By George Fels
[Reprinted from July 1998]
I don’t mean that literally; I rather doubt Arnold or any of his chums can play pool much if at all. The reference instead deals with how a guy can come out of a sport that, at the time he emerged, was downright repulsive to most women to say nothing of a lot of men, and still become a mega-star despite a total void in any particular talent…and what professional pool might learn from that, especially the men’s game.
For all the clichéd knocks pool takes, I never heard it called “disgusting.” I never heard its practitioners called “grotesque” or “freaks.” But bodybuilding and its athletes were frequently labeled as such, back in the mid-’70s when Arnold was discovered. Yet that sport today has a far better TV schedule, in both instructional and competition programming, than pool has, despite a universe of participants (20 million) not even half the size of ours. Why should that be?
Arnold was a dominant champion; at the time he was uncovered by the masses, he had not been beaten in six years, and that is one story angle the media will buy into with very few questions asked. They will gladly forgive a bathless pedophile like Bill Tilden; a woman-abusing thug like Mike Tyson; even a complete looney-tune like Bobby Fischer, as long has he kicks universal ass. Pool, at least on the male side, has not had a comparable tale to tell since the Mosconi era. In the ’80s, when Jean Balukas ruled women’s play so completely that she took to competing with the men, the media were so enthralled that she got the lion’s share of all pool coverage.
As long as 9-ball remains the professionals’ game of choice, however, it’s virtually certain that there will be no dominant champion, given the luck factor and the remarkable depth of talent. That’s healthy in many ways; a media standpoint, however, is not among them.
Arnold was not only the best by far at his game, but he was also by far the most charismatic, a confluence that was nonexistent in sports then and exists almost nowhere else today, except for a fellow named Jordan who has done reasonably well with it. Remember, Schwarzenegger was not unearthed in one of those nine-digit blockbusters, but rather in a relatively low-budget documentary that almost nobody saw in first run except for the media. And what they were happy to find, when they came around for a closer look, was excellent English despite its being his second language; perfect eye contact; a nifty sense of both humor and himself; rich, dimensional insights into his sport; volunteered responses to questions well beyond what he was originally asked.
Thus, it’s fair to say that bodybuilding, though buoyed by the momentum of America’s fitness ethic in the ’70s, ascended largely because its champion did. No other athlete in that sport has captured a smidgen of mass celebrity.

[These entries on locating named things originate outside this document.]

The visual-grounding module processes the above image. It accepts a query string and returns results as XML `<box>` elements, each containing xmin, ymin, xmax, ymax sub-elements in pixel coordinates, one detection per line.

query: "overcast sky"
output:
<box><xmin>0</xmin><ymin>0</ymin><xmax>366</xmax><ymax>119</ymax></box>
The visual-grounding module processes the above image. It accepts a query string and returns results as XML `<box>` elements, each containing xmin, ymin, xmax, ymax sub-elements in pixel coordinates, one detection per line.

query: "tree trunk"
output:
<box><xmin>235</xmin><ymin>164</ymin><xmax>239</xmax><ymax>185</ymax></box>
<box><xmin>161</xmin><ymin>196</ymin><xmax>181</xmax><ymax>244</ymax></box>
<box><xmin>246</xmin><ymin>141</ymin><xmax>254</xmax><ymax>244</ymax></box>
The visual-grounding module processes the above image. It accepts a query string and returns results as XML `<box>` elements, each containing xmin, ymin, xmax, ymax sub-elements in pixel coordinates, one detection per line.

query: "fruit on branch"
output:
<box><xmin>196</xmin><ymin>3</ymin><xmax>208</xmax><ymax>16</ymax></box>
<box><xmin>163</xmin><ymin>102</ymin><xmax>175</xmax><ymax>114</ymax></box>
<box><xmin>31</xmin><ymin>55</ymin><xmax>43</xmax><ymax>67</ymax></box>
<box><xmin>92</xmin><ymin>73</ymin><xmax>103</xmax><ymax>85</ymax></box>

In that regard, it’s worth noting that the media were just about totally uninterested in what specifically made Arnold better than his competition, just as they have rarely explored the professional pool player disparities between the genders. This is, or should be, compelling evidence that players who continue to expect acclaim merely for running the balls are in the throes of an idea that they might as well abandon right here and now.
Running balls is simply what the mass audience you court expects you to do, just as they expect their bodybuilders to be spectacularly built, their golfers to par the hole, their bowlers to strike. Don’t assume that the masses’ total knowledge of the intricacies of advanced pool is any more than: “This guy will sink all the balls on the table and the other guy will never get to shoot again.”

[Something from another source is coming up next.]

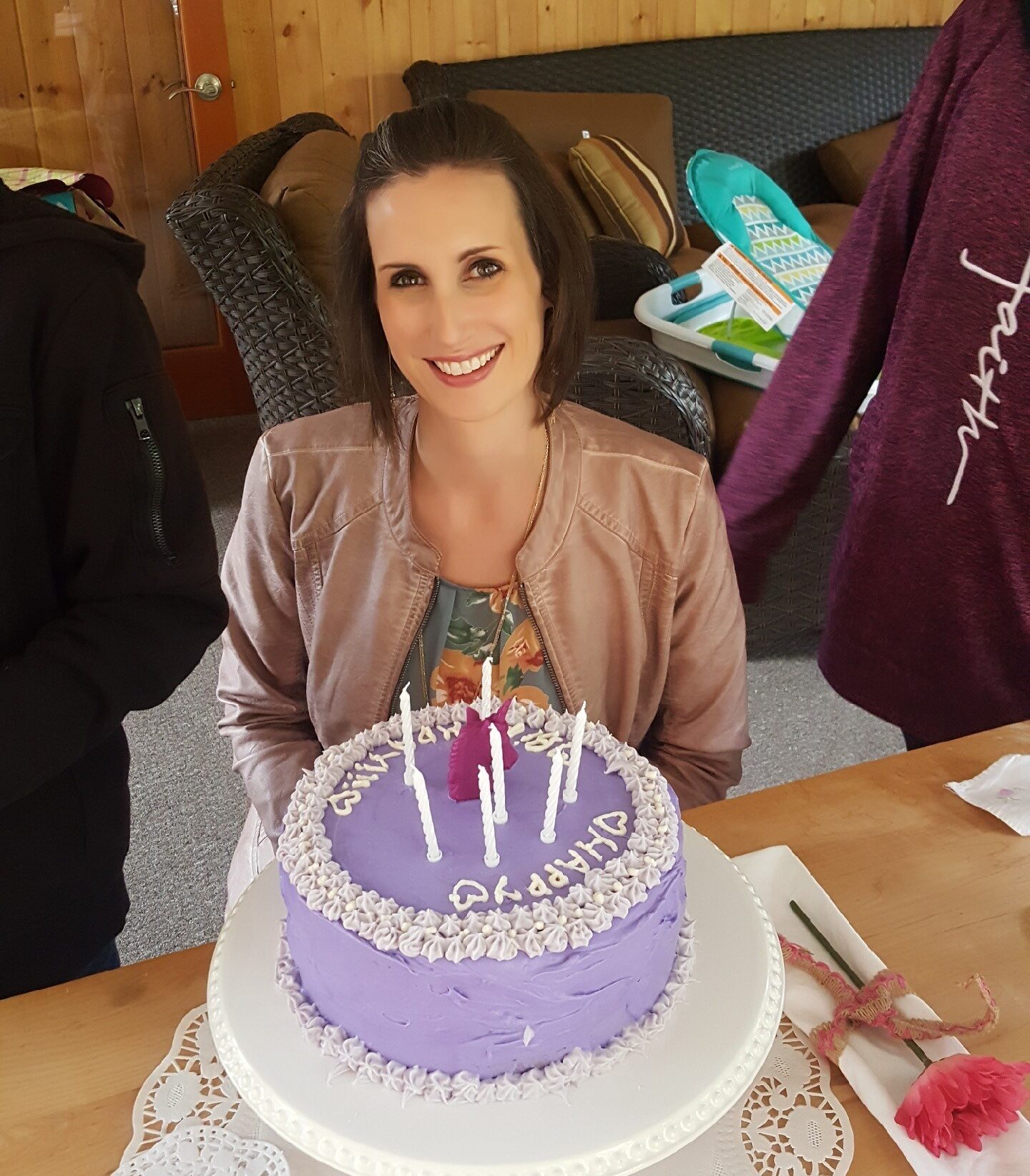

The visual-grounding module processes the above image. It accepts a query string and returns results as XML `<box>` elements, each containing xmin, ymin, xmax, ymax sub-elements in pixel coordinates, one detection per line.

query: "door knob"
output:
<box><xmin>165</xmin><ymin>74</ymin><xmax>222</xmax><ymax>102</ymax></box>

I wouldn’t be opposed in the least to professional pool’s taking off just because it was hitched to the coattails of a media darling, as bodybuilding did. But I wouldn’t want to guess who that might be, either. It need not necessarily be the best player. Remember TV’s fascination with tennis’ whacky Jensen brothers, who on their greatest day were ranked 62nd in the world?

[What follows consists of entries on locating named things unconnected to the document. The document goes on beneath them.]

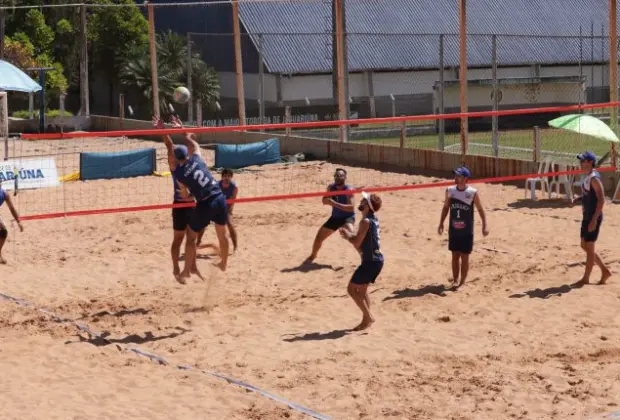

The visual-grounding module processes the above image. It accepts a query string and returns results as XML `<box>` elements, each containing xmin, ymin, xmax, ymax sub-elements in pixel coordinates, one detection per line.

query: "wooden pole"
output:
<box><xmin>232</xmin><ymin>1</ymin><xmax>245</xmax><ymax>125</ymax></box>
<box><xmin>459</xmin><ymin>0</ymin><xmax>469</xmax><ymax>161</ymax></box>
<box><xmin>609</xmin><ymin>0</ymin><xmax>618</xmax><ymax>165</ymax></box>
<box><xmin>80</xmin><ymin>5</ymin><xmax>90</xmax><ymax>117</ymax></box>
<box><xmin>334</xmin><ymin>0</ymin><xmax>348</xmax><ymax>142</ymax></box>
<box><xmin>147</xmin><ymin>2</ymin><xmax>159</xmax><ymax>118</ymax></box>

And the sad thing is, it wouldn’t take much to captivate the media. The idiocies that have been heaped on bodybuilding for decades all but melted away with the discovery of just one nice guy. And while our game’s monster stigma is still around, reinforced on a near-weekly basis by TV and the movies, anybody who simply rose above that stigma would distinguish himself almost at once. Unfortunately, like most monsters, ours will feed on just about anything handy.
If, as a professional pool player, you smoke, drink, gamble publicly and/or to excess, you’re taking part in activities that millions of Americans legally enjoy. But in your case, it feeds the stereotype.
If you flub your grammar in an interview or on a video, that’s no big deal; we all do, now and then, and we’re always understood anyway. But in your case, it feeds the stereotype.
Some of you appear to be deeply into your third trimester, and this, too, feeds the stereotype.
Suppose pool got an audition in the eyes of the masses, whether through a vibrant documentary, one of Zeus’ mighty bolts from Mt. Olympus, or whatever. How many of you would be comfortable in the Schwarzenegger role? It’s not terribly difficult to isolate those who wouldn’t. Pinpointing one who would is quite something else again.
Think about it. Too many among you are long, long overdue to begin seeing yourself as others do.